La prueba de pelar papas. El cazador del arco iris. Novela



 2/ Mi madre era una mujer de las denominadas bondadosas,  se llamaba Doloreta, la de  Panaderos o Doloreta la de Ana, pues las mujeres llevaban el nombre de la  madre. Era una mujer de buen lustre, morena, alta y delgada porque en aquel tiempo no existía mujer redonda no ya porque hubiera que ir a lavar a mano al arroyo  con un canasto de ropas a la cabeza, sino porque se comía lo justo y necesario para subsistir, tenían manos campesinas, el pelo recogido en un cómodo moño que relucía del vinagre y se asentaba con limón, y su rostro se caracterizaba por un gracioso lunar gordote en su mejilla izquierda con un pelo en el centro, orientado a la derecha si es uno el que mira, una especie de marca familiar que hemos ido heredando, yo también  llevo ese estigma en la cara y mi hijo mayor Ramoberto también. Mi madre (que además era mi tía, ya os lo explicaré) tenía la nariz y la fisonomía de las moriscas, nadie dudaba de su parecido con las moras, pero toda costumbre mahometana se había perdido en Acebumeya. Cuando fue joven lucía su belleza de ojos negros en tez morena, tuvo un pretendiente de mucha nobleza y si no se casaron, fue porque él tenía el síndrome de Don Quijote: la locura. La recuerdo vestida casi siempre de negro y como abrigo usaba una toquilla del mismo color por encima de los hombros. Usaba velo, medias y alpargatas negras.
   Ella era muy religiosa y su alcoba parecía un santuario lleno de mariposas de aceite y de estampas de Santos y Vírgenes, y cuadros de difuntos.
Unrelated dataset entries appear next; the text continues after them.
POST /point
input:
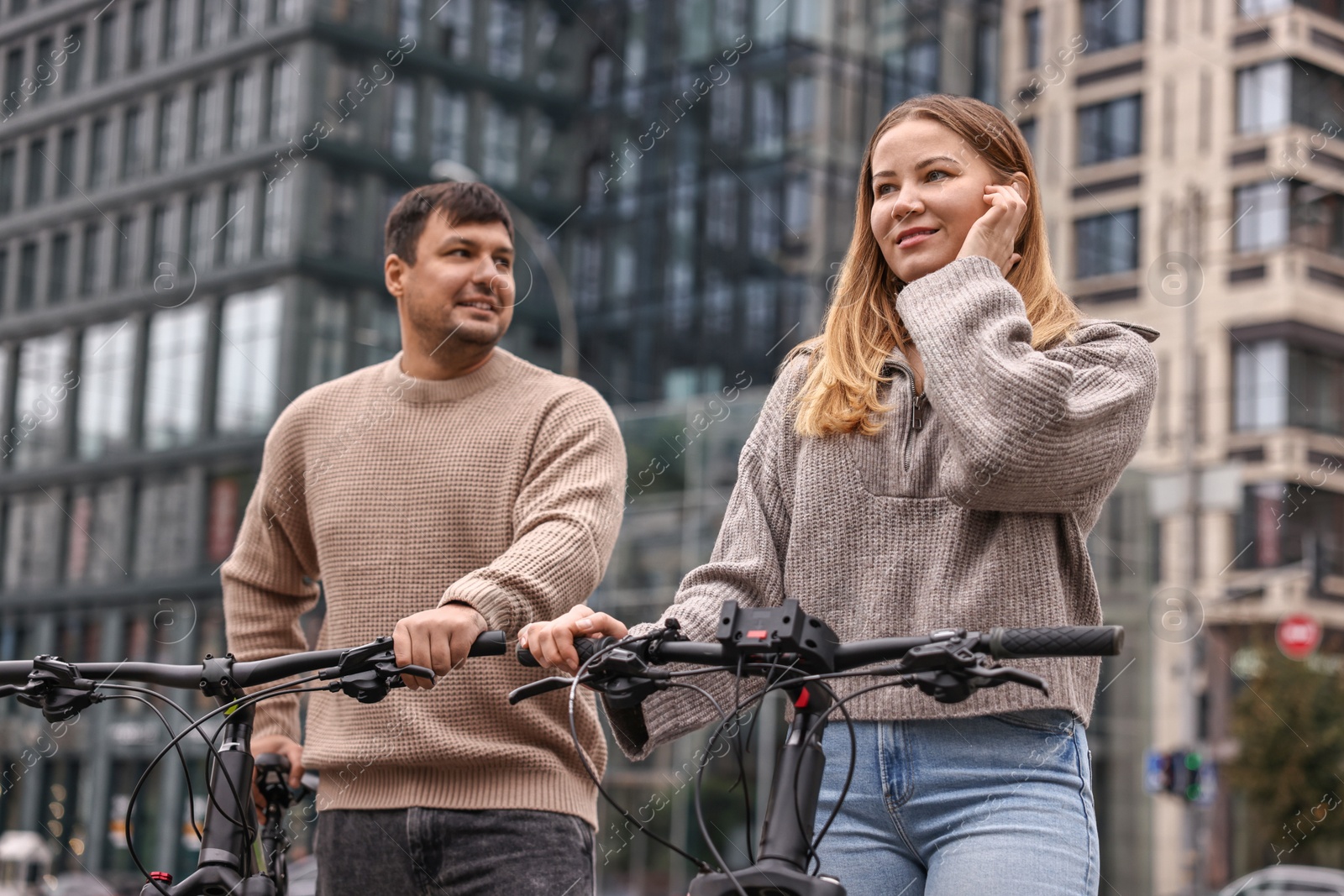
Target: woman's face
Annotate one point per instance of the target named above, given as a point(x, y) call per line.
point(927, 190)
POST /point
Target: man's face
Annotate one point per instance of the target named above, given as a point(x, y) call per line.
point(461, 285)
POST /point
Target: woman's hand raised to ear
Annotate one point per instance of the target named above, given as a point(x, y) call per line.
point(553, 642)
point(995, 233)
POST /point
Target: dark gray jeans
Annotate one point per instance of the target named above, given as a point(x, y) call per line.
point(449, 852)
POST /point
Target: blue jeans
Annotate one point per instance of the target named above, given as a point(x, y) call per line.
point(991, 805)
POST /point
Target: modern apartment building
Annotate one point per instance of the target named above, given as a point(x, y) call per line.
point(192, 207)
point(1189, 157)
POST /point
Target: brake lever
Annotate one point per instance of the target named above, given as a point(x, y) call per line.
point(537, 688)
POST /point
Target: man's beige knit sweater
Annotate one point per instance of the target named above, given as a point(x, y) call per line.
point(503, 490)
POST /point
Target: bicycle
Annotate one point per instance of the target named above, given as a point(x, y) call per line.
point(797, 653)
point(234, 860)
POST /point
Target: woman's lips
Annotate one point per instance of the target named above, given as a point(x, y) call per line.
point(914, 241)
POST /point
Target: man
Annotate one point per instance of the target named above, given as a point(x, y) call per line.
point(445, 492)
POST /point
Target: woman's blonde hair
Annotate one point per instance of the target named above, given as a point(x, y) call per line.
point(862, 327)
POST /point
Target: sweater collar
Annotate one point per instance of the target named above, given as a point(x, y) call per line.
point(418, 391)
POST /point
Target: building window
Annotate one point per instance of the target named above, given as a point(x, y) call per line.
point(726, 112)
point(132, 144)
point(403, 120)
point(448, 125)
point(198, 233)
point(44, 69)
point(759, 312)
point(107, 367)
point(1106, 244)
point(37, 172)
point(1263, 97)
point(1263, 217)
point(327, 338)
point(275, 241)
point(249, 362)
point(8, 163)
point(407, 19)
point(97, 533)
point(174, 375)
point(123, 262)
point(98, 152)
point(280, 116)
point(504, 38)
point(139, 45)
point(1280, 383)
point(171, 29)
point(66, 161)
point(721, 210)
point(499, 147)
point(199, 134)
point(797, 204)
point(168, 519)
point(766, 118)
point(1112, 24)
point(107, 46)
point(89, 259)
point(1110, 129)
point(57, 271)
point(454, 29)
point(165, 129)
point(1032, 34)
point(156, 248)
point(235, 228)
point(33, 547)
point(74, 60)
point(242, 112)
point(764, 223)
point(27, 275)
point(803, 98)
point(40, 391)
point(1028, 134)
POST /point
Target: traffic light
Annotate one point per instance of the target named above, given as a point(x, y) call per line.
point(1182, 773)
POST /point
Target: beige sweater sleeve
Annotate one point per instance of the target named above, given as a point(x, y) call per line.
point(566, 517)
point(270, 579)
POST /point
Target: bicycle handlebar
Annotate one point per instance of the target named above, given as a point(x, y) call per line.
point(1000, 644)
point(257, 672)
Era dueña de un generoso  corazón, sobre todo con los vecinos a los que no le negaba un favor, primero los vecinos y luego los demás, se dejaba llevar más por las supersticiones  que por su propio instinto, y cumplía a rajatabla los rituales de echarse la sal a la espalda antes de salir a la calle, que no le faltara su ristra de ajos en la chimenea, que si los gatos negros daban mala suerte, que si las tijeras abiertas, que si el espejo roto, que lo de no pisar con el pie izquierdo al saltar de la cama, rezarle a San Onofre antes de salir de casa, santiguarse antes de cocer el pan en el horno de leña para que saliera bien, o al pasar por delante de la ermita. O hacer mandas a los Santos y Vírgenes, que consiste en rezarle mucho para que te concedan una petición. Se hacía siempre una serie de rituales  sin los cuales no podía moverse o salir del cortijo. Era analfabeta, pero no conocía la pereza, sino que era diligente, una de sus grandes virtudes, cuando se levantaba mi padre, ella se levantaba  detrás para encender el fuego y hacerle el desayuno. Era muy buena cocinera, sus trucos culinarios los había aprendido cuando estuvo con sus padres en la Venta Panaderos.  Freía las mejores berenjenas crujientes del lugar, cortaba las berenjenas en rodajas y las metía en agua  para lavarlas y luego las secaba dejándolas entre dos paños de tela   hasta que se quedaban sin agua, luego las rebozaba  en una gachuela de harina (mezcla de agua con harina y perejil) y a freírlas con aceite de oliva bien caliente (aceite de nuestros olivos). Había heredado la esencia de la cocina mediterránea: poca carne y muchas verduras, hortalizas, frutas y aceite de oliva, migas o papas con tomates y cebollas, sin faltar en sus guisos un refrito de ajos y almendras. Era muy buena cocinera en una docena de platos y algunos inventados por ella como el pisto con bacalao. Sabía hacer roscos de vino y buñuelos en la Pascua, era seguidora de las vigilias y de las cuaresmas. Menos mal, que ya no se llevaba lo de hacer el Ramadán musulmán. Puedo recordar que además de los repobladores cristianos, había una familia de origen morisco, como mi primo segundo  Arcadio Fernández,  que poco antes de morir gritó: ¡por Alá!, y se murió tan a gusto. Le encontraron algunos libros antiguos escritos en árabe, que nadie supo de qué trataban.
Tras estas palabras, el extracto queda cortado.